Tiberio Bentivoglio e sua moglie non si arrendono. Dopo incendi e attentati continuano la loro battaglia. E la gente ha paura a entrare a comperare da loro
Ha denunciato chi gli ha chiesto il pizzo e sta perdendo sia il negozio (una sanitaria aperta 40 anni fa) che la casa. Tiberio Bentivoglio chiede aiuto alle istituzioni ma il suo grido continua a cadere nel vuoto. Questa mattina, ha provato di nuovo a farsi sentire organizzando una conferenza stampa nel suo negozio nel centro storico di Reggio Calabria.
Nel 1992, sei mesi dopo la seconda guerra di ‘ndrangheta, Bentivoglio denuncia la richiesta di pizzo. Iniziano i furti, gli incendi dolosi, le lettere con i proiettili (l'ultima a luglio 2017). E i processi, tutti archiviati. Bentivoglio e la sua famiglia combattono da decine di anni, da soli. E ora non ce la fanno più. Hanno scritto a tutti i governi che si sono succeduti in questi anni, compreso quello attuale. "Anche al Presidente della Repubblica e perfino al Papa.
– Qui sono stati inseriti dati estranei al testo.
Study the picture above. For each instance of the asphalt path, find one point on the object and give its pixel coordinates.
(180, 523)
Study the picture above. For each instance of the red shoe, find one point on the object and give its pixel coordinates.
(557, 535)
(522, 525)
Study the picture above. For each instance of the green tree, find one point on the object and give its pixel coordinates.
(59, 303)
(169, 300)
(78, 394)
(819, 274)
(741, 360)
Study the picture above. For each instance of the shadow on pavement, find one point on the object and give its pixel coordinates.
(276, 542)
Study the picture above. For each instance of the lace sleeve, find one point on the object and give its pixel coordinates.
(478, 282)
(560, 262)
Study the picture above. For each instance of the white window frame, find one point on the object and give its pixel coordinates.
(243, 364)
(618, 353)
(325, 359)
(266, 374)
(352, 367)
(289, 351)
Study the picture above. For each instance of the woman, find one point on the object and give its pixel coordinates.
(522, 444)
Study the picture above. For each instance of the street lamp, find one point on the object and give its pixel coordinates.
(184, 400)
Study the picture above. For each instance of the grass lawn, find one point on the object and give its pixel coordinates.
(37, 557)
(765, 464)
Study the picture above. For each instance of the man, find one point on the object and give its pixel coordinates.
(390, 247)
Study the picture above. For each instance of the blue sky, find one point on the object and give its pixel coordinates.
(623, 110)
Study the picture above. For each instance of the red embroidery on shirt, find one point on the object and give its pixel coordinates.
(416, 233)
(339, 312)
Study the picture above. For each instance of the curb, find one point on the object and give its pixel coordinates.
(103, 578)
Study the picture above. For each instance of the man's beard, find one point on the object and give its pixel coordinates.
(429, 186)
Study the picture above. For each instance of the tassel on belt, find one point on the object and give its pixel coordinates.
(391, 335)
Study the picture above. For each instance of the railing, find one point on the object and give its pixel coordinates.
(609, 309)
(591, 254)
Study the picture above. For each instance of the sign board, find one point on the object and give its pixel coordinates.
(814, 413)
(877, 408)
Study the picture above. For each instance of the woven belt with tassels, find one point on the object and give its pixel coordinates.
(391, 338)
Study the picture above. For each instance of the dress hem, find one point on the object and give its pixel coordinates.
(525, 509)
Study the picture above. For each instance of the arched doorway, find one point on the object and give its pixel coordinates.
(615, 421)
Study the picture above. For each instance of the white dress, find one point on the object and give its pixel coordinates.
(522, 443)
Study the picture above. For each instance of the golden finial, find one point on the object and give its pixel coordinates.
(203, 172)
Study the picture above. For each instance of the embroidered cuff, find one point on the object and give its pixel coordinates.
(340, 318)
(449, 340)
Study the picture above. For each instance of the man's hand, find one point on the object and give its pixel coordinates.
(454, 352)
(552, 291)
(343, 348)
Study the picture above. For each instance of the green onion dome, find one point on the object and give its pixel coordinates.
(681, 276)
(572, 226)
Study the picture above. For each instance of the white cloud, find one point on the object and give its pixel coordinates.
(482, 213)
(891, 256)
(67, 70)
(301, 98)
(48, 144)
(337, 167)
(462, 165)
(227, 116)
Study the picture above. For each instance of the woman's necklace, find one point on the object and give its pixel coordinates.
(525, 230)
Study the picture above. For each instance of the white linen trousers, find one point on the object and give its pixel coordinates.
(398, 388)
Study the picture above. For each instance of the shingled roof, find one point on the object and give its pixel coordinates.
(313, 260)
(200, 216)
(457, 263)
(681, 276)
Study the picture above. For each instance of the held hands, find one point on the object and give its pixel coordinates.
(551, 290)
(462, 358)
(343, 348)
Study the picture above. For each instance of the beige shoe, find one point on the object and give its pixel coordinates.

Nessuno ha mai risposto, conserviamo le cartoline postali di ritorno di ognuno di essi", racconta a La Presse.
Il calendario della famiglia Bentivoglio è segnato da date di dolore. Il 18 luglio del '92, "quando, fidandoci di un maresciallo dei Carabinieri, feci nomi e cognomi delle persone sospettate. Solo tre mesi dopo perquisirono le loro abitazioni in cerca della refurtiva e logicamente l’esito fu nullo". Il 5 aprile del 2003, quando una bomba devasta la sanitaria. Tutti assolti. Il 13 aprile del 2005, quando un incendio riduce in cenere il negozio.
Spiega l'imprenditore: "Cinque anni dopo, arriva la sentenza del giudice: parla non di estorsione ma di intimidazione e restituisce le carte alla Procura perché si proceda per tale reato. Ma nessuno ha proceduto e il PM è stato trasferito ad altra sede". Solo dopo tre anni arriva il primo acconto per rimpiazzare la merce bruciata. Nel frattempo i clienti sono andati persi. Nel 2007, un incendio doloso scoppia nel capannone "distruggendo tutta la merce che eravamo riusciti a comprare con il denaro ricevuto dal precedente attentato".
Il 9 febbraio 2011, tentano di ucciderlo con sei colpi di pistola. "Fortunatamente mi salvo rispondendo al fuoco con la mia arma legalmente detenuta. Sia ben chiaro: ho sparato per paura non per coraggio, gli eroi sono personaggi inventati e li vediamo solo in televisione". Anche la richiesta di essere riconosciuto vittima della criminalità organizzata, e' ancora senza risposta.
Sfrattato dal suo storico negozio perché non riusciva più a pagare l'affitto, per sette anni ha cercato un altro magazzino ma senza successo "perché nessuno fitta a chi ha denunciato la ndrangheta". Non c'era altra scelta che optare per un bene confiscato. Glielo hanno consegnato in condizioni pessime. Con la sua famiglia, si sono rimboccati le maniche e lo hanno rimesso in sesto. Una.volta sistemato, non c'era più nulla da esporre: incendio doloso al deposito. "Eravamo avviliti. Abbiamo chiesto aiuto ad alcuni amici e parenti e grazie a loro che siamo riusciti ad inaugurare questa struttura il 15 marzo 2016. Tutt’oggi non siamo riusciti a restituire il denaro prestatoci e proviamo non solo rabbia, ma anche tanta vergogna per non poterlo fare"
Ma i clienti non ci sono più anche perchè molti hanno paura a comperare dai Bentivoglio . Per non chiudere, sta chiedendo al Comune uno sconto sull'affitto. "Ancora nessuna risposta è arrivata". Intanto la sua casa è finita all'asta. La vendita è stata per il momento sospesa dal Tribunale di Reggio Calabria. "Abbiamo sempre la paura che da un momento all’altro si proceda. A Roma, in Commissione Parlamentare Antimafia ho fatto questa domanda: “Onorevoli Deputati e Senatori secondo voi, chi sarà l’acquirente ? Ed ecco il paradosso, lo Stato giustamente confisca le case ai mafiosi, ma gli stessi comprano le case di chi li ha denunciati".
"Nonostante sia rimasto zoppo, non ho alcuna intenzione di fermarmi o di rinnegare la mia scelta, per cui questo ennesimo grido di rabbia rappresenta ancora una volta una richiesta di aiuto rivolto a tutti gli organi di competenza, nessuno escluso. Denunciare è Democrazia, ma perdere tutto per averlo fatto, significa essere trattati peggio dei delinquenti".